The $80 Annual Pass (valid for twelve months from date of issue) can be purchased by anyone. Military personnel can obtain a free annual pass in person at a federal recreation site by showing a Common Access Card (CAC) or Military ID.
U.S. citizens or permanent residents age 62 or over can obtain a Senior Pass (valid for the life of the holder) in person at a federal recreation site for $80, or through the mail for $90; applicants must provide documentation of citizenship and age. This pass also provides a fifty percent discount on some park amenities. Seniors can also obtain a $20 annual pass.
U.S. citizens or permanent residents with permanent disabilities can obtain an Access Pass (valid for the life of the holder) in person at a federal recreation site at no charge, or through the mail for $10; applicants must provide documentation of citizenship and permanent disability. This pass also provides a fifty percent discount on some park amenities.
Individuals who have volunteered 250 or more hours with federal agencies that participate in the Interagency Pass Program can receive a free Volunteer Pass.
4th graders can receive an Annual 4th Grade Pass that allows free entry for the duration of the 4th grade school year (September-August) to the bearer and any accompanying passengers in a private non-commercial vehicle. Registration at the Every Kid in a Park website is required.
In 2018 the National Park Service will offer four days on which entry is free for all national parks: January 15 (Martin Luther King Jr. Day), April 21 (1st Day of NPS Week), September 22 (National Public Lands Day), and November 11 (Veterans Day weekend).

 

 

History of the Badlands National Park

The area of Badlands National Park was first protected as a national monument, being established by the US Congress itself. on January 24, 1939 ("Badlands National Monument", with 526 km²).

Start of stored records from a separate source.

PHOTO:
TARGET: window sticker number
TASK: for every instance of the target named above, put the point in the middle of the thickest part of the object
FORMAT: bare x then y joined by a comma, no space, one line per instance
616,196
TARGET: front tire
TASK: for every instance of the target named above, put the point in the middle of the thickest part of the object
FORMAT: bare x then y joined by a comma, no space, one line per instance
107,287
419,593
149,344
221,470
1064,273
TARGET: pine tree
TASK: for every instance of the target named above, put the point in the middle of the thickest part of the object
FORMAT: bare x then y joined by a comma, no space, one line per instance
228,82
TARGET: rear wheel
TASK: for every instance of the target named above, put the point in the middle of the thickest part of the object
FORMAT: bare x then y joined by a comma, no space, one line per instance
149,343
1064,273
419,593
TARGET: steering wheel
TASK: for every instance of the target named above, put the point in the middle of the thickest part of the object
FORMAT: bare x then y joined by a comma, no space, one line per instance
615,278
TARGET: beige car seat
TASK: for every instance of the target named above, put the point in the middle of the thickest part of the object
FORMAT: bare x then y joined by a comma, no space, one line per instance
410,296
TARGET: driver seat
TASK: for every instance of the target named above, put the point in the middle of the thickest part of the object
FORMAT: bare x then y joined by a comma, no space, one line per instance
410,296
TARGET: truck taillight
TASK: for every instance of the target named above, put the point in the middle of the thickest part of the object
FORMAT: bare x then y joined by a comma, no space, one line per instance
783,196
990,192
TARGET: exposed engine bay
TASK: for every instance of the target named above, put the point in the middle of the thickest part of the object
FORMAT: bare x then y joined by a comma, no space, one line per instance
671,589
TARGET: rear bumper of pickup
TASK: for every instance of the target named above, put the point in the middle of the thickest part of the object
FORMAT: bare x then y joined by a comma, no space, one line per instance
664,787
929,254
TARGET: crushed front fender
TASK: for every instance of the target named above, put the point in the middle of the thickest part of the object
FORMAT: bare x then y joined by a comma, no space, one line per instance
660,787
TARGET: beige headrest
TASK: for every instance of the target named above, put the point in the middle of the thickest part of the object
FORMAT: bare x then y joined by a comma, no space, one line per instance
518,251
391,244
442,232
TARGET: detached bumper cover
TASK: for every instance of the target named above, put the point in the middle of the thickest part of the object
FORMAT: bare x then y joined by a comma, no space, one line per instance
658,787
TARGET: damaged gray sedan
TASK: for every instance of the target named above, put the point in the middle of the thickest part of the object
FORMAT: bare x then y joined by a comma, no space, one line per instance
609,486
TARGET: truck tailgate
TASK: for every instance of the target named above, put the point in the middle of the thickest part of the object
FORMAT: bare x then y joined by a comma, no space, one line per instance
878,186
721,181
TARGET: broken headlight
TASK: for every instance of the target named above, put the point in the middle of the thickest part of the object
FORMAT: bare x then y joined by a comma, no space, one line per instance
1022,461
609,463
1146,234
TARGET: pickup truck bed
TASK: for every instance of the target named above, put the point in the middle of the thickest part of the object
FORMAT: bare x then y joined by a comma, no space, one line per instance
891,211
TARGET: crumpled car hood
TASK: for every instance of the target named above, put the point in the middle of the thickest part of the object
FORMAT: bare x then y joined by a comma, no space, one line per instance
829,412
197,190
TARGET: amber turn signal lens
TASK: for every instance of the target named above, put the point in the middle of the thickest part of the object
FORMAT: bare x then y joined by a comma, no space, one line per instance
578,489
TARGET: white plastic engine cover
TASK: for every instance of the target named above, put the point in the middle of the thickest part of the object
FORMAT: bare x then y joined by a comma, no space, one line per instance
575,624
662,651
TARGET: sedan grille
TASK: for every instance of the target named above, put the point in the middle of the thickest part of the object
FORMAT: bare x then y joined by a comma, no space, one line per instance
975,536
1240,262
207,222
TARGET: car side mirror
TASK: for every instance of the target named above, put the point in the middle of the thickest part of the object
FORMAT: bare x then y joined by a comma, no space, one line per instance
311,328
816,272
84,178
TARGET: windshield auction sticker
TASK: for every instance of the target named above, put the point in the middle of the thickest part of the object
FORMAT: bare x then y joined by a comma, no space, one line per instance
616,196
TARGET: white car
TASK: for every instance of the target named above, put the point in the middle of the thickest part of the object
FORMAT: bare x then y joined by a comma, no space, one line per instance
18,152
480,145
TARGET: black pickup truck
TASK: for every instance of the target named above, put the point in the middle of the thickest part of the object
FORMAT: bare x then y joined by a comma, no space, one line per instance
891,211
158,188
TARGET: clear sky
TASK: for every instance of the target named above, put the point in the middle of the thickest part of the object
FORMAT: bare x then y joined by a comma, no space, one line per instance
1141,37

On November 10, 1978, the Congress redesigned the area and created a new national park.

Geographic location
The Badlands National Park is located in the United States, in the state of South Dakota. Its surface exceeds 980 km². This area is surrounded by the White River to the south, and by the Cheyenne River to the north. The Custer State Park is located about fifty kilometers west, as the crow flies.

Geology
Badlands National Park is located on an eroded plateau whose formation dates back to the Upper Cretaceous, (around 75 million years ago). It was formed with essentially sedimentary deposits (sand, silt, clay) not solidified by foundations. The study of the different sedimentary layers allows us to describe the history of this region.